Commence à la rue de Seine, nos 44 et 46 ; finit à la rue des Saints-Pères, nos 27 et 29. Le dernier impair est 51 ; le dernier pair, 60. Sa longueur est de 418 m. — 10e arrondissement, quartier de la Monnaie.

D’après la demande de plusieurs propriétaires riverains, une décision ministérielle du 14 juillet 1836 ayant autorisé la réunion de la rue du Colombier à la rue Jacob, sous la seule dénomination de cette dernière rue, on procéda à la régularisation du numérotage en vertu d’un arrêté préfectoral du 26 août suivant. Une ordonnance royale du 29 avril 1839 a fixé la moindre largeur de cette voie publique à 10 m. 70 c. Propriété no 1, alignée 3 et 5, retranch. réduit, 1 m. 80 c. ; de 7 à 17 inclus, ret. 2 m. à 2 m. 40 c. ; de 21 à 27 inclus, alignées ; 29, ret. 3 m. 20 c. ; de 31 à la fin, alignées. La propriété no 2 doit être supprimée ; de 4 à 32 inclus, ret. 80 c. à 1 m. ; de 34 à la fin, alignées. — Égout entre les rues Saint-Germain-des-Prés et des Saints-Pères. — Conduite d’eau dans une partie. — Éclairage au gaz (compe Française).

Dans cette rue, entre le no 43 et l’hôpital de la Charité, était située la rue des Deux-Anges qui se terminait par un retour d’équerre à la rue Saint-Benoit, nos 4 et 6. Cette voie publique devait sa dénomination à deux statues d’anges, placées aux encoignures de la rue Jacob. Elle a été supprimée en vertu d’une ordonnance royale du 5 août 1839, qui a autorisé la ville de Paris à céder le sol de cette rue tant aux propriétaires riverains qu’aux hospices civils.

Nous allons maintenant rappeler l’origine des rues du Colombier et Jacob. — Jaillot prétend avoir vu plusieurs titres qui indiquaient une maison dite le Colombier, près les murs de l’abbaye.
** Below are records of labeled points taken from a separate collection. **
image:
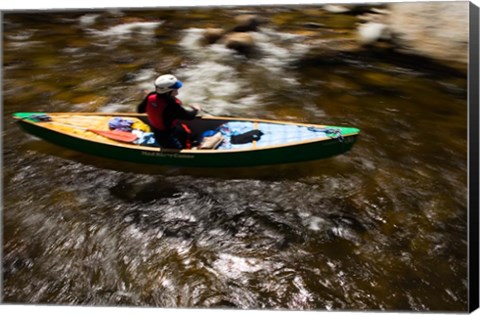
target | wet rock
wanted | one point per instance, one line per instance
(241, 42)
(437, 30)
(248, 22)
(332, 8)
(212, 35)
(332, 47)
(372, 32)
(313, 25)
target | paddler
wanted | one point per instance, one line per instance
(164, 110)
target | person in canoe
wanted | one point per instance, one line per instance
(164, 110)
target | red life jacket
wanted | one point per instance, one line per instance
(155, 108)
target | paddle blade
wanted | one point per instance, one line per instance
(117, 135)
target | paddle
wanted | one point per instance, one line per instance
(116, 135)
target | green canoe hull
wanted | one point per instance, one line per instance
(195, 158)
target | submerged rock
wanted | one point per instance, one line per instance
(248, 22)
(241, 42)
(212, 35)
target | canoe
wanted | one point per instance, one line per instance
(273, 142)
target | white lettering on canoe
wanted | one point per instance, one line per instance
(169, 155)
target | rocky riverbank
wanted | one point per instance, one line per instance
(435, 33)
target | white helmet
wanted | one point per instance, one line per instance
(166, 83)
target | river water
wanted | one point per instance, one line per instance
(383, 227)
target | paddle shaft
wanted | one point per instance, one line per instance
(117, 135)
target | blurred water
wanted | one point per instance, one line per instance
(383, 227)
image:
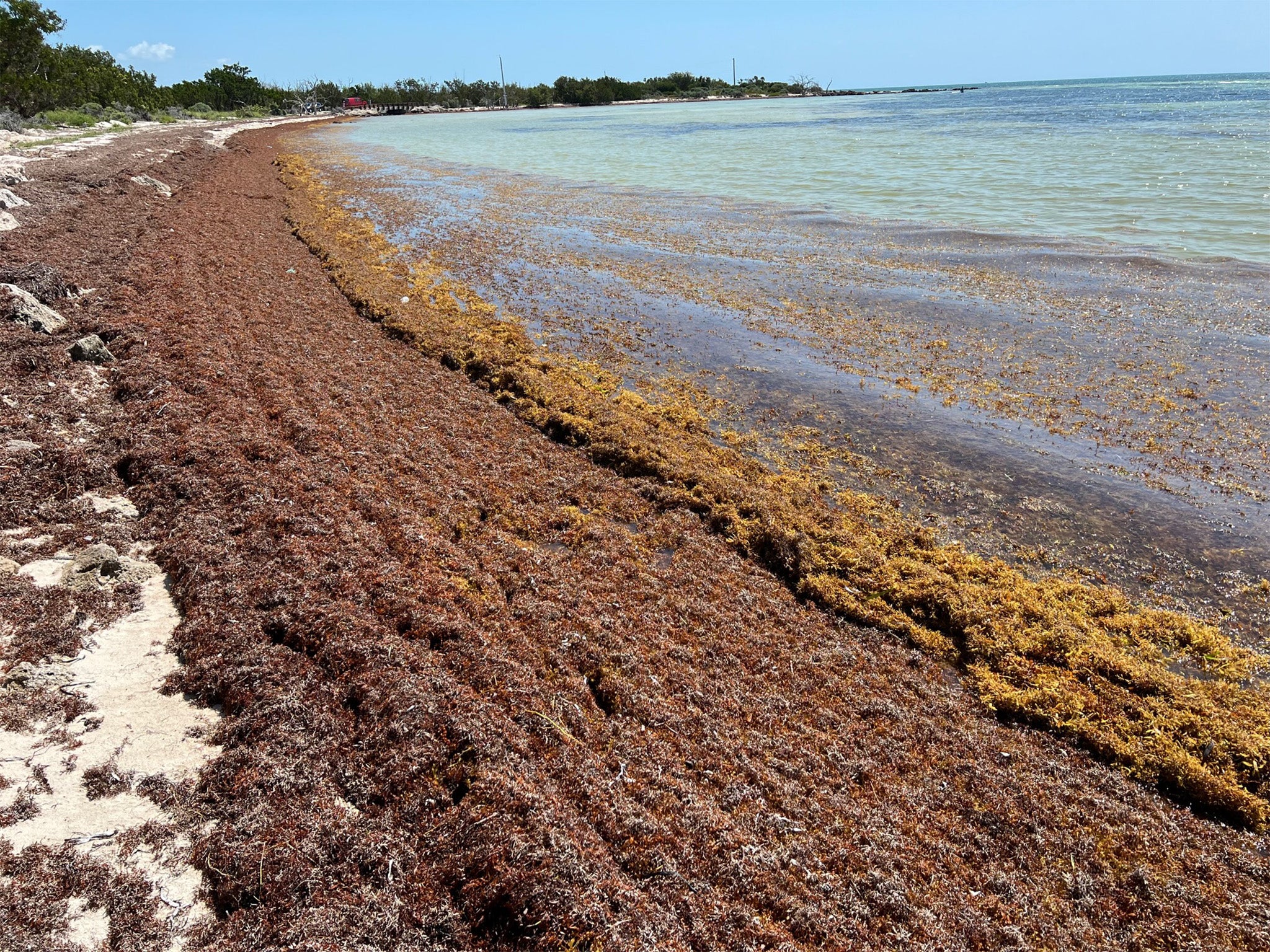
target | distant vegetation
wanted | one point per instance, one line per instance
(69, 86)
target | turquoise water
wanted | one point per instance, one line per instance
(1179, 164)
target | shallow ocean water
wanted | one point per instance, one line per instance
(1175, 163)
(1064, 403)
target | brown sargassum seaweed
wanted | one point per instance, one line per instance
(1073, 658)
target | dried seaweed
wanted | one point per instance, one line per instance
(1075, 658)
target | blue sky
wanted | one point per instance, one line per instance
(843, 43)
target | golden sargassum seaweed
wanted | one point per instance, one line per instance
(1077, 659)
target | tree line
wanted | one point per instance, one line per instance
(38, 77)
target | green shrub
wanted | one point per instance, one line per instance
(12, 121)
(66, 117)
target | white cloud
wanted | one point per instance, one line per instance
(161, 52)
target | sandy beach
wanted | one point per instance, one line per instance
(384, 658)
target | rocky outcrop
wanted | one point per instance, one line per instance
(162, 188)
(24, 307)
(92, 350)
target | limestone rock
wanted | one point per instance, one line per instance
(162, 188)
(92, 350)
(22, 306)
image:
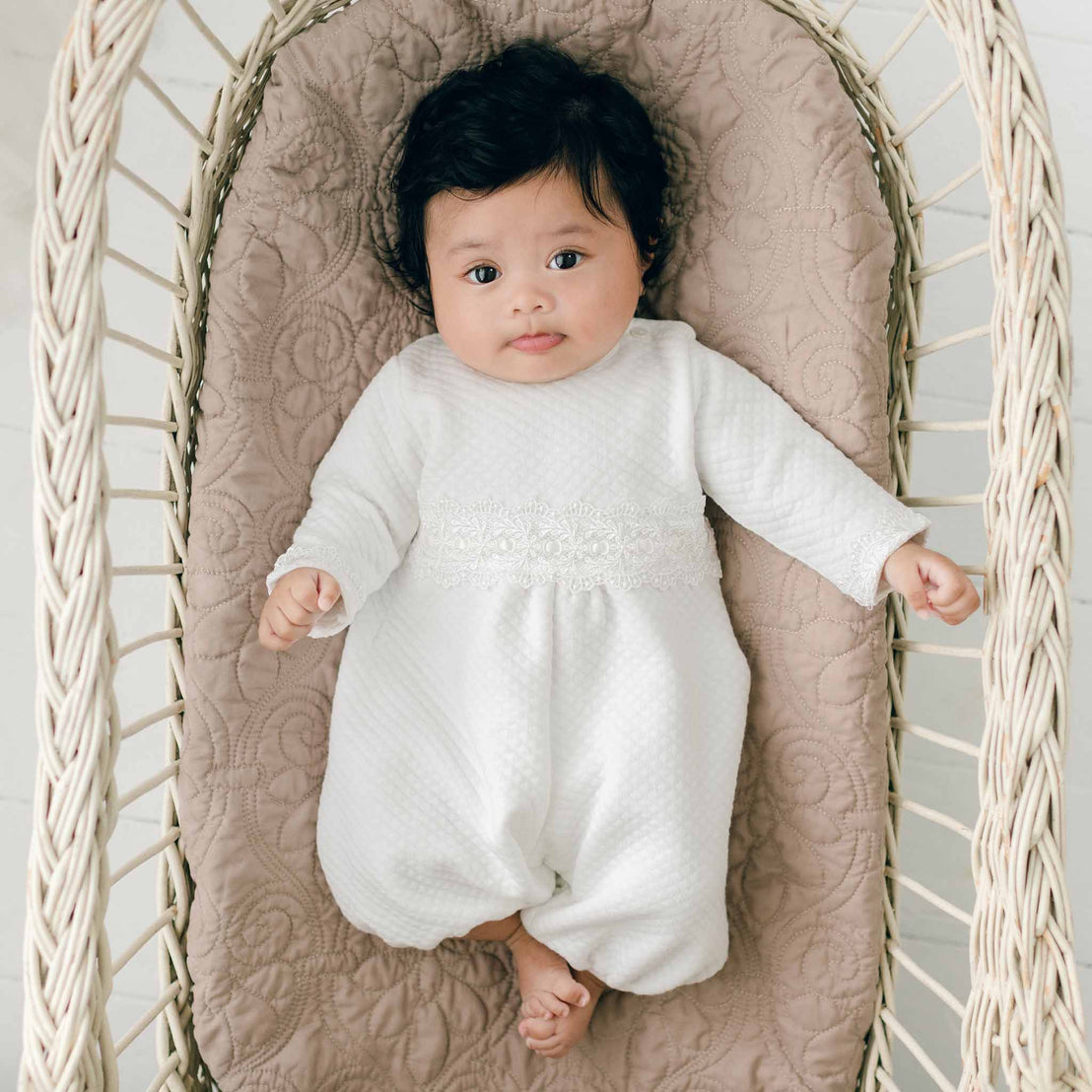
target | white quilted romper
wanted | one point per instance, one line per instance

Sauvai affirme, suivant un registre du Trésor des Chartes, qu’il est fait mention à l’année 1317 d’une maison et dépendances sises à Saint-Germain-des-Prés, au lieu nommé le Colombier. Telle est sans doute l’origine de la dénomination affectée à la voie publique qui nous occupe. Cette rue, ou plutôt ce chemin, était, avant cette époque, plus reculé du côté de la rivière. Charles V avait ordonné de creuser des fossés autour de l’abbaye Saint-Germain-des-Prés ; ces fossés devenus plus tard inutiles, les religieux les firent combler, excepté dans une longueur de cent toises qu’ils réservèrent pour faire un vivier. Sur l’emplacement autrefois occupé par ce vivier, le bailli de Saint-Germain fit tracer, en 1585, l’alignement d’un nouveau chemin auquel on donna le nom de Pré-aux-Clercs. Plus tard et à différentes époques, les religieux permirent à des particuliers d’y bâtir ; mais les habitants furent souvent troublés par les écoliers de l’Université. Nous voyons qu’en 1641 le parlement rendit un arrêt qui obligeait les propriétaires à terminer les maisons déjà commencées. Une décision ministérielle du 15 floréal an V, signée Benezech, avait fixé la moindre largeur de cette voie publique à 10 mètres.

La rue Jacob doit son nom à l’autel de Jacob que la reine Marguerite de Valois, première femme de Henri IV, avait fait vœu de bâtir. Cette reine accomplit son vœu par la construction du couvent et de l’église des Petits-Augustins. Ce ne fut qu’en 1640 que cette rue fut bâtie. Une décision ministérielle du 15 floréal an V, signée Benezech, avait fixé à 10 m. la moindre largeur de cette voie publique.